W czasie negocjacji nad budżetem UE i Funduszem Odbudowy Solidarna Polska stała na stanowisku, że Polska powinna skorzystać z weta, aby w ten sposób sprzeciwić się wcześniejszemu przyjęciu przez UE rozporządzenia wiążącego wypłatę środków unijnych z kryterium praworządności (tego rozporządzenia Polska nie mogła zawetować, ponieważ przyjęte zostało większością kwalifikowaną).
Ostatecznie rząd nie zawetował budżetu uzyskując od UE przyjęcia wykładni wspomnianego wyżej rozporządzenia, doprecyzowującej jego zapisy.
Solidarna Polska zapowiadała wówczas, że sprzeciwi się ratyfikowaniu przez Polskę Funduszu Odbudowy.
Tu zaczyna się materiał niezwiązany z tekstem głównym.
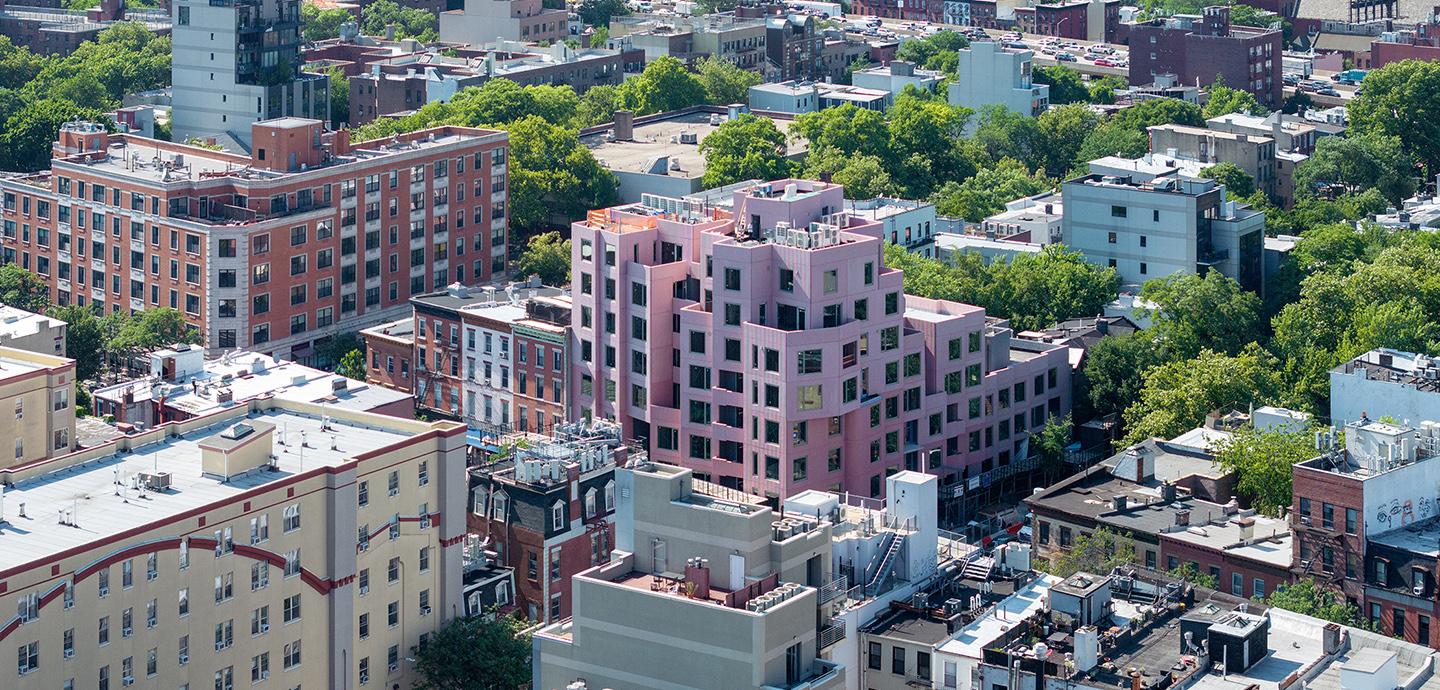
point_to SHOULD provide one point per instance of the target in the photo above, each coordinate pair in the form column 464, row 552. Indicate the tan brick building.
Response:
column 36, row 406
column 272, row 540
column 274, row 252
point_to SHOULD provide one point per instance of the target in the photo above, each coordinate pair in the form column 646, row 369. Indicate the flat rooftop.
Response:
column 18, row 323
column 144, row 160
column 12, row 368
column 254, row 375
column 660, row 137
column 981, row 633
column 101, row 512
column 1269, row 542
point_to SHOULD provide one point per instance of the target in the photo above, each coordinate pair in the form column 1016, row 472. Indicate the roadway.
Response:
column 1083, row 62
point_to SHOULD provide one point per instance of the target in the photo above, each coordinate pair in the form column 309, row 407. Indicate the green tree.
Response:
column 1400, row 100
column 409, row 22
column 1066, row 85
column 1062, row 133
column 863, row 176
column 547, row 257
column 23, row 290
column 1102, row 91
column 1158, row 111
column 1309, row 598
column 28, row 136
column 743, row 149
column 1178, row 395
column 321, row 23
column 552, row 173
column 599, row 12
column 1358, row 163
column 601, row 36
column 1115, row 369
column 664, row 85
column 352, row 365
column 1221, row 100
column 1195, row 313
column 1050, row 444
column 339, row 97
column 85, row 339
column 475, row 653
column 1262, row 461
column 1112, row 139
column 920, row 51
column 1237, row 182
column 988, row 190
column 1096, row 553
column 725, row 82
column 1190, row 572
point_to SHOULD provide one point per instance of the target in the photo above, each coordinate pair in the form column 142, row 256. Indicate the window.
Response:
column 291, row 611
column 291, row 519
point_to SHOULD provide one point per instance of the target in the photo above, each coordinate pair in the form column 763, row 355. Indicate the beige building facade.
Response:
column 25, row 330
column 36, row 406
column 706, row 592
column 274, row 543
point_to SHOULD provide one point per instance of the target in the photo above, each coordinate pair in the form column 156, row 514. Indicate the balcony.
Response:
column 821, row 676
column 830, row 633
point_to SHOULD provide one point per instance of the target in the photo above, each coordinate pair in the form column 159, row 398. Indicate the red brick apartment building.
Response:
column 549, row 513
column 1207, row 48
column 307, row 236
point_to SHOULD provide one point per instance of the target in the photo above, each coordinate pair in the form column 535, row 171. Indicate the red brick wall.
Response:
column 1341, row 491
column 383, row 363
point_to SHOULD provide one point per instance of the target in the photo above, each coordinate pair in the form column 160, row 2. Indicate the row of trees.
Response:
column 1103, row 550
column 375, row 19
column 552, row 176
column 39, row 92
column 95, row 340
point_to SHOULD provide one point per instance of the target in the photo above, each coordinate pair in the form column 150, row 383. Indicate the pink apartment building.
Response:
column 771, row 350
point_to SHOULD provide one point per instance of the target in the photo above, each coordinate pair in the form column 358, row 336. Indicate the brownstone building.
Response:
column 547, row 513
column 1207, row 48
column 277, row 251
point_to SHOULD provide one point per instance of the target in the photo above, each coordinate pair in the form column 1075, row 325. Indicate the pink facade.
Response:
column 769, row 349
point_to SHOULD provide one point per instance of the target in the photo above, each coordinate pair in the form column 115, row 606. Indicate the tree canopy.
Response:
column 1263, row 463
column 743, row 149
column 1098, row 552
column 1031, row 290
column 1177, row 395
column 547, row 257
column 1400, row 100
column 474, row 653
column 1309, row 598
column 408, row 22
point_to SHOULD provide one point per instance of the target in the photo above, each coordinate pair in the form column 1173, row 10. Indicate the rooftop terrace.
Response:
column 84, row 484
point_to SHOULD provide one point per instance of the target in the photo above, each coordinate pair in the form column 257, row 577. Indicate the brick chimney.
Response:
column 624, row 126
column 287, row 144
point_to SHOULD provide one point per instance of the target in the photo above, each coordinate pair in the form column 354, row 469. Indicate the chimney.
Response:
column 624, row 126
column 340, row 143
column 1331, row 638
column 1247, row 529
column 697, row 572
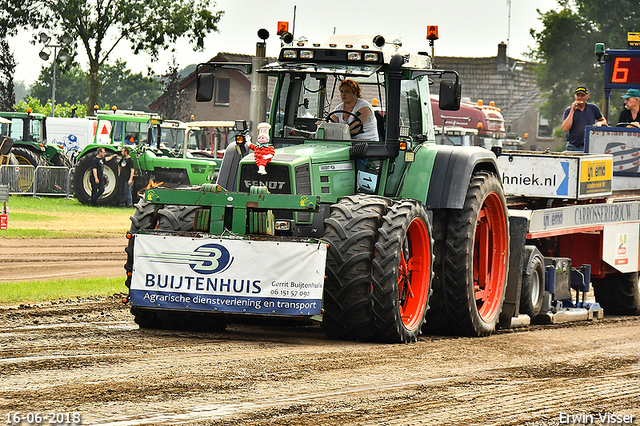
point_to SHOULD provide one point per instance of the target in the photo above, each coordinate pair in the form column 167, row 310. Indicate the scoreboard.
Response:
column 622, row 69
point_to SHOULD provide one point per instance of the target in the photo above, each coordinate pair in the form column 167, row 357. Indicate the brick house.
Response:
column 230, row 94
column 510, row 83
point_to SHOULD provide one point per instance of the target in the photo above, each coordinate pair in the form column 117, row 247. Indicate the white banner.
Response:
column 224, row 275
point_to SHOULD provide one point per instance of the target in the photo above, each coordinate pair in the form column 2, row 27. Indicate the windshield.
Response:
column 172, row 137
column 210, row 139
column 305, row 99
column 34, row 130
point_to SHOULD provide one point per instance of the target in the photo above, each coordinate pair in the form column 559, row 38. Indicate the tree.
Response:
column 126, row 90
column 565, row 46
column 100, row 25
column 121, row 87
column 71, row 84
column 173, row 106
column 62, row 109
column 7, row 70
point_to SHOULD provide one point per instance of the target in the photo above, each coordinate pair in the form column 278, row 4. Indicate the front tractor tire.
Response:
column 82, row 182
column 618, row 294
column 351, row 231
column 477, row 252
column 402, row 272
column 27, row 157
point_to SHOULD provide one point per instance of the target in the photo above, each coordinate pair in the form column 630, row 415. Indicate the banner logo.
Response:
column 206, row 259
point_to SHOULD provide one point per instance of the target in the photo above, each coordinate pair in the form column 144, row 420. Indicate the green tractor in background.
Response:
column 156, row 147
column 30, row 146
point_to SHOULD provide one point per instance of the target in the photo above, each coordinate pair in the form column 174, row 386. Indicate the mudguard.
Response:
column 451, row 172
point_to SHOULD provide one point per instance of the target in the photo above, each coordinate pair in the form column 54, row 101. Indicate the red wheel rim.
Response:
column 414, row 274
column 490, row 257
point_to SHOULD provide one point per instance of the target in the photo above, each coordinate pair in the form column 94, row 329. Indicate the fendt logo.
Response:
column 206, row 259
column 270, row 184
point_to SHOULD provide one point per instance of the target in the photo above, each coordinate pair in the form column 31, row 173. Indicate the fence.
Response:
column 42, row 180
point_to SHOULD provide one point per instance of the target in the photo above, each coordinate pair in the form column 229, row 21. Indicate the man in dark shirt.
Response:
column 631, row 112
column 125, row 177
column 579, row 115
column 97, row 174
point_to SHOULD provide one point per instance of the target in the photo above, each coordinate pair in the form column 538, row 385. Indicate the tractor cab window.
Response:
column 410, row 107
column 17, row 129
column 299, row 106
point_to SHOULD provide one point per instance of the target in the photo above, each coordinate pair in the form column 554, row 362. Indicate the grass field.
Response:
column 31, row 217
column 49, row 217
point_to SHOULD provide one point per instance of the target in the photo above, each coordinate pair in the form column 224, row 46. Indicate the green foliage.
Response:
column 565, row 50
column 149, row 26
column 127, row 90
column 62, row 110
column 173, row 105
column 7, row 70
column 121, row 87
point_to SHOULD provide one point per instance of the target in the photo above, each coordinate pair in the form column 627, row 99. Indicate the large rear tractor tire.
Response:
column 352, row 231
column 402, row 272
column 618, row 294
column 532, row 291
column 82, row 182
column 144, row 217
column 436, row 321
column 477, row 255
column 26, row 157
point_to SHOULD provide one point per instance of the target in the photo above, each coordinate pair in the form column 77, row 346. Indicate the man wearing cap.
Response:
column 579, row 115
column 629, row 114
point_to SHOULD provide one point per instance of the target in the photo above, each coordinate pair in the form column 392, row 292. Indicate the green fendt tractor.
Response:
column 363, row 236
column 157, row 149
column 30, row 146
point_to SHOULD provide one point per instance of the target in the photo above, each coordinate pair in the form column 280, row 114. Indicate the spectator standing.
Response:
column 631, row 107
column 577, row 116
column 125, row 177
column 97, row 174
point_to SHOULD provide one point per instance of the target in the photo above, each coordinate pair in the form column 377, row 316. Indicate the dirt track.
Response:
column 46, row 259
column 90, row 357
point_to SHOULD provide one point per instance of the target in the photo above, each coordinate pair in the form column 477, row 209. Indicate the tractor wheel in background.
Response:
column 82, row 182
column 436, row 321
column 618, row 294
column 402, row 271
column 144, row 217
column 351, row 231
column 26, row 157
column 532, row 290
column 477, row 255
column 61, row 160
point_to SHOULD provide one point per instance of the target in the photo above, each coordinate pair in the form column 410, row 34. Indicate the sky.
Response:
column 467, row 28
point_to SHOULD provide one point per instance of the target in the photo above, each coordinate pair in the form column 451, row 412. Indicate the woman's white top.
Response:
column 370, row 127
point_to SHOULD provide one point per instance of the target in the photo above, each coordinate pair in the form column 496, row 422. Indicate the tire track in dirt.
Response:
column 91, row 358
column 47, row 259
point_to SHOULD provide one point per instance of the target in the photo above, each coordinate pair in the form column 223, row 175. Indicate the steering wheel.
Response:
column 626, row 124
column 356, row 119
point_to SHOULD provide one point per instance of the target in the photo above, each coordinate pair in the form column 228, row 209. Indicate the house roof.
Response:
column 492, row 79
column 220, row 57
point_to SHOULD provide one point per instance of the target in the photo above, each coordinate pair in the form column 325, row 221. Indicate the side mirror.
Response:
column 204, row 87
column 449, row 95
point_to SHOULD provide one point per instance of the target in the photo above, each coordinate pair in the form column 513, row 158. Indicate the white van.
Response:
column 73, row 134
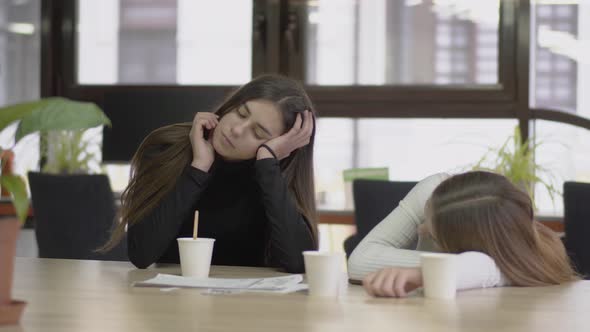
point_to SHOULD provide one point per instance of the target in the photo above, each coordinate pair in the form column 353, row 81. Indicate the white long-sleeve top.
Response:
column 395, row 241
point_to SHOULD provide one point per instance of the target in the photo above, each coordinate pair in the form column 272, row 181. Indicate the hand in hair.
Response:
column 393, row 281
column 298, row 136
column 203, row 153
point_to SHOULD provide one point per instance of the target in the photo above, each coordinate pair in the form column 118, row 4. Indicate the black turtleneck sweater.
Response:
column 245, row 206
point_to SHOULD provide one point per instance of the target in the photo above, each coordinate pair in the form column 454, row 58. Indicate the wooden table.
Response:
column 69, row 295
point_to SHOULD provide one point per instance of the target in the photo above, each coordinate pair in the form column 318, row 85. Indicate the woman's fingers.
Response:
column 379, row 283
column 367, row 283
column 399, row 285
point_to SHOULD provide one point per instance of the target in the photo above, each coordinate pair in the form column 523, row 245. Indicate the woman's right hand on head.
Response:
column 203, row 152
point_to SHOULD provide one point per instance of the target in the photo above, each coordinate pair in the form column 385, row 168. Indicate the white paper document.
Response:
column 284, row 284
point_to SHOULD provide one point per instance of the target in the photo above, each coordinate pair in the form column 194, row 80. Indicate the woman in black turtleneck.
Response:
column 247, row 168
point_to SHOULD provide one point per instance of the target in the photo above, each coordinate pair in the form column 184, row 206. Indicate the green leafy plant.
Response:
column 515, row 160
column 70, row 152
column 44, row 115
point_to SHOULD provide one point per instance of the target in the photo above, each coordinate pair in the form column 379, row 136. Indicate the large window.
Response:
column 560, row 79
column 402, row 42
column 164, row 42
column 20, row 71
column 418, row 86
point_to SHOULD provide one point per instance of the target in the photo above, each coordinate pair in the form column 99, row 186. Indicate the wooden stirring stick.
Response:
column 196, row 226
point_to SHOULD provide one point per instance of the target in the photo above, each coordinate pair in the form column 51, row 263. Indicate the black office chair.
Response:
column 373, row 201
column 576, row 201
column 73, row 216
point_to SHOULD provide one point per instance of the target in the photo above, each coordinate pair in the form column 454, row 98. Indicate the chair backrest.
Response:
column 73, row 216
column 374, row 200
column 576, row 199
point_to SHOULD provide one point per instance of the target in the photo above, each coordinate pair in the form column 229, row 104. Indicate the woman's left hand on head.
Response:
column 298, row 136
column 393, row 281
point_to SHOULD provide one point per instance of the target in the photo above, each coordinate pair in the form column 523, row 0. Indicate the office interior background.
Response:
column 417, row 86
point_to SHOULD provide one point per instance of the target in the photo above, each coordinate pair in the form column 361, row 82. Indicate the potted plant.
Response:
column 37, row 116
column 515, row 159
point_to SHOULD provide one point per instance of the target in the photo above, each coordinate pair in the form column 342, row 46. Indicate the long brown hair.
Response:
column 485, row 212
column 164, row 154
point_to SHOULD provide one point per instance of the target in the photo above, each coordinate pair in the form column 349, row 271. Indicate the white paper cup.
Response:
column 439, row 273
column 324, row 273
column 195, row 256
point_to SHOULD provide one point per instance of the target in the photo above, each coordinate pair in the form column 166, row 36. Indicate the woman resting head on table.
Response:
column 247, row 168
column 485, row 213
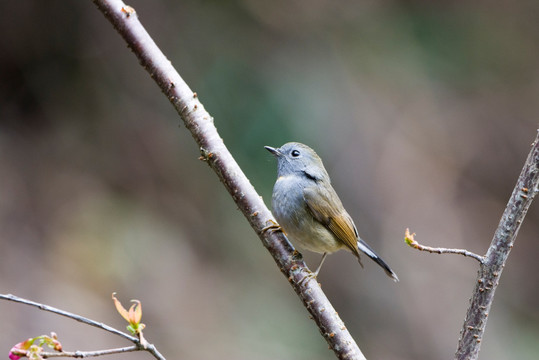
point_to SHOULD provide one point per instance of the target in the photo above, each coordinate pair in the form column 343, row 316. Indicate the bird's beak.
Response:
column 274, row 151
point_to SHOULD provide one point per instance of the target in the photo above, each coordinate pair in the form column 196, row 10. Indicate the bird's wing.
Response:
column 331, row 214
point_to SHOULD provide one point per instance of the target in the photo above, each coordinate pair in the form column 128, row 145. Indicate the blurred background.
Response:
column 423, row 114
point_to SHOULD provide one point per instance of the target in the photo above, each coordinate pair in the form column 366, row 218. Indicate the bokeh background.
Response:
column 423, row 114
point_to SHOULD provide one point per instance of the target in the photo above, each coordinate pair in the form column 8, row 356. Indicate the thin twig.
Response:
column 410, row 241
column 85, row 354
column 491, row 268
column 141, row 345
column 76, row 317
column 217, row 156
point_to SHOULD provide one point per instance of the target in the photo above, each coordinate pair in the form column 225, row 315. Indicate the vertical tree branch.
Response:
column 494, row 261
column 215, row 153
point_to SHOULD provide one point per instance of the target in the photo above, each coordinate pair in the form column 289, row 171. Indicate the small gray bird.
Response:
column 309, row 210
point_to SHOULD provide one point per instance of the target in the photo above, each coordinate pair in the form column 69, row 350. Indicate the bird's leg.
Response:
column 273, row 227
column 313, row 275
column 320, row 265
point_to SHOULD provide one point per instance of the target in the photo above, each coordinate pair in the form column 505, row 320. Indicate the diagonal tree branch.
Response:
column 494, row 261
column 217, row 156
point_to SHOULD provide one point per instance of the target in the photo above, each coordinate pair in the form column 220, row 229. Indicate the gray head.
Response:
column 297, row 158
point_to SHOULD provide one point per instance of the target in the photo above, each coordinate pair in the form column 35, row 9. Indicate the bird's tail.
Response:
column 364, row 247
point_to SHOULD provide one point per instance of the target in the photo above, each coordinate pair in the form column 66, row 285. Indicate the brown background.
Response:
column 422, row 113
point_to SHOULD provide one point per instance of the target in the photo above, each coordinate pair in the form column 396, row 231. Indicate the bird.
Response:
column 308, row 209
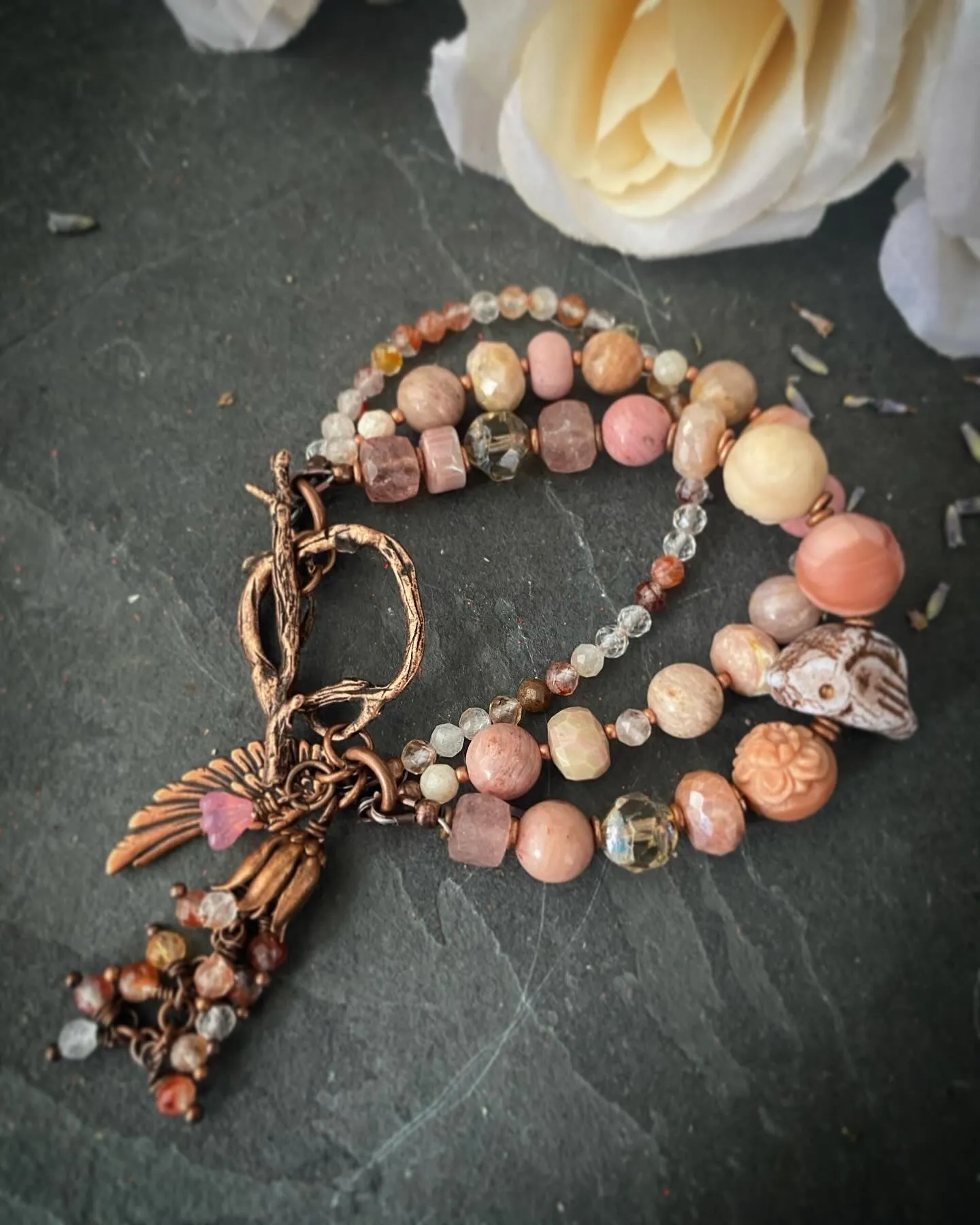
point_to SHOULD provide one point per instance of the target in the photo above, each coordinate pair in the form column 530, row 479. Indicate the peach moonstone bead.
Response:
column 851, row 565
column 774, row 473
column 784, row 771
column 578, row 744
column 555, row 842
column 713, row 817
column 504, row 760
column 686, row 700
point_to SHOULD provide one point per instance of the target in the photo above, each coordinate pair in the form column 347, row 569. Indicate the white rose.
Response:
column 662, row 128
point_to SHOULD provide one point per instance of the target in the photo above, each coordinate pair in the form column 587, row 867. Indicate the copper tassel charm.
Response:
column 174, row 1006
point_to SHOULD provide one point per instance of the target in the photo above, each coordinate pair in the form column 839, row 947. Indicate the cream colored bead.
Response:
column 439, row 783
column 776, row 473
column 497, row 379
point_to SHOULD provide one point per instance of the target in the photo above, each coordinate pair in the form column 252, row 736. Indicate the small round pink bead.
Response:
column 635, row 430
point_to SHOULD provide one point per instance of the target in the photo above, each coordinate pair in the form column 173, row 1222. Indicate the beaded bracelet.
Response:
column 177, row 1004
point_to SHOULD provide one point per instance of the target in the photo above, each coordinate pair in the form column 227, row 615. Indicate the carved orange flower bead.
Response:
column 784, row 771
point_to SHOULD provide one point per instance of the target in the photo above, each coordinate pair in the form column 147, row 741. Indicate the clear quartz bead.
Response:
column 472, row 721
column 447, row 739
column 634, row 620
column 680, row 544
column 612, row 641
column 691, row 519
column 632, row 728
column 543, row 303
column 484, row 306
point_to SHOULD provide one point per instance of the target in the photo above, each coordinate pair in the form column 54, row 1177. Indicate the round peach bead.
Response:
column 713, row 817
column 504, row 760
column 729, row 386
column 776, row 473
column 851, row 565
column 686, row 700
column 555, row 842
column 635, row 430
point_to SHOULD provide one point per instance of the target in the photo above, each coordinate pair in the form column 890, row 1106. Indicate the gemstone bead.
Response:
column 729, row 386
column 745, row 653
column 566, row 436
column 551, row 364
column 496, row 442
column 416, row 756
column 779, row 608
column 431, row 396
column 776, row 473
column 713, row 817
column 78, row 1039
column 480, row 830
column 174, row 1094
column 214, row 977
column 504, row 760
column 555, row 842
column 700, row 429
column 391, row 470
column 216, row 1023
column 472, row 721
column 635, row 430
column 587, row 659
column 139, row 981
column 612, row 363
column 165, row 947
column 638, row 833
column 632, row 728
column 561, row 678
column 851, row 565
column 578, row 744
column 634, row 620
column 266, row 953
column 784, row 771
column 686, row 700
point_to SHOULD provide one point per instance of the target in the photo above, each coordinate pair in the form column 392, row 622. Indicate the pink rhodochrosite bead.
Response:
column 225, row 819
column 712, row 814
column 851, row 565
column 551, row 367
column 555, row 842
column 504, row 760
column 635, row 430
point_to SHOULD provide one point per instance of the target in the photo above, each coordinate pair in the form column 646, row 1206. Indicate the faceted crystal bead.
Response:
column 680, row 545
column 416, row 756
column 690, row 519
column 484, row 306
column 447, row 739
column 634, row 620
column 612, row 641
column 496, row 442
column 78, row 1039
column 216, row 1023
column 587, row 659
column 472, row 721
column 638, row 833
column 632, row 728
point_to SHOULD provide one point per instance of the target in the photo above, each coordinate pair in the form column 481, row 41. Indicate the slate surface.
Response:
column 789, row 1034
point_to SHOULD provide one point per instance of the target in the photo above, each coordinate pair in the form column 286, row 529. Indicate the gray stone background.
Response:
column 789, row 1034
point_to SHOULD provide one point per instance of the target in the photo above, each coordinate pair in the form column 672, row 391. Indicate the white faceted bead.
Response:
column 587, row 659
column 632, row 728
column 472, row 721
column 634, row 620
column 669, row 368
column 376, row 424
column 439, row 783
column 612, row 641
column 447, row 739
column 78, row 1039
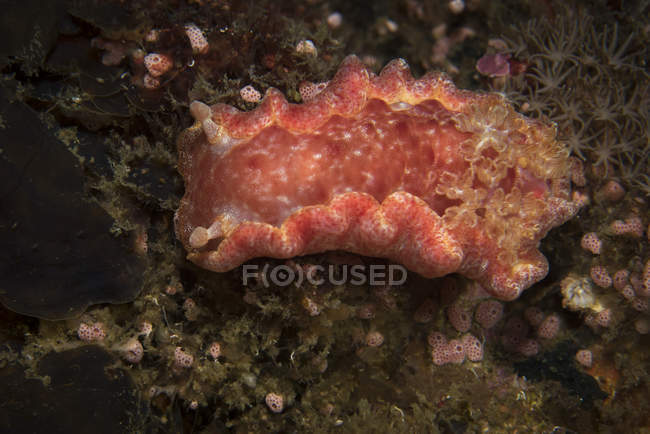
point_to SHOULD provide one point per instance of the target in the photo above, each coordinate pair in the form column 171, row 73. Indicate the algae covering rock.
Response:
column 58, row 254
column 73, row 391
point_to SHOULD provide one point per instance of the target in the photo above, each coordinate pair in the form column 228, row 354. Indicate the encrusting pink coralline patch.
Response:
column 439, row 179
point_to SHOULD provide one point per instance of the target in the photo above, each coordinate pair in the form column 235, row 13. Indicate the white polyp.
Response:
column 199, row 237
column 212, row 131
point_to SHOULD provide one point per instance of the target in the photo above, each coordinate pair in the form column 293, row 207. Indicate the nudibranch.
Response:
column 439, row 179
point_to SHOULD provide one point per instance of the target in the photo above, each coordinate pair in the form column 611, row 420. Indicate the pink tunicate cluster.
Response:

W ostatnich dniach do sporu w tej kwestii doszło na forum rządu - ratyfikacji sprzeciwili się zasiadający w rządzie ministrowie z Solidarnej Polski.
- W normalnych warunkach, gdyby była alternatywa dla kierunku polityki rządu w stosunku do UE, to byśmy na 100 proc. z niego wystąpili - mówił Ziobro pytany o cały spór w Polsat News.
Minister sprawiedliwości dodał jednak, że "takiej alternatywy nie ma", bo - jak mówił "jest nią tylko gorsze rozwiązanie". Tym rozwiązaniem - jak mówił - jest "dojście do władzy sił, które jeszcze bardziej chcą oddawać suwerenność".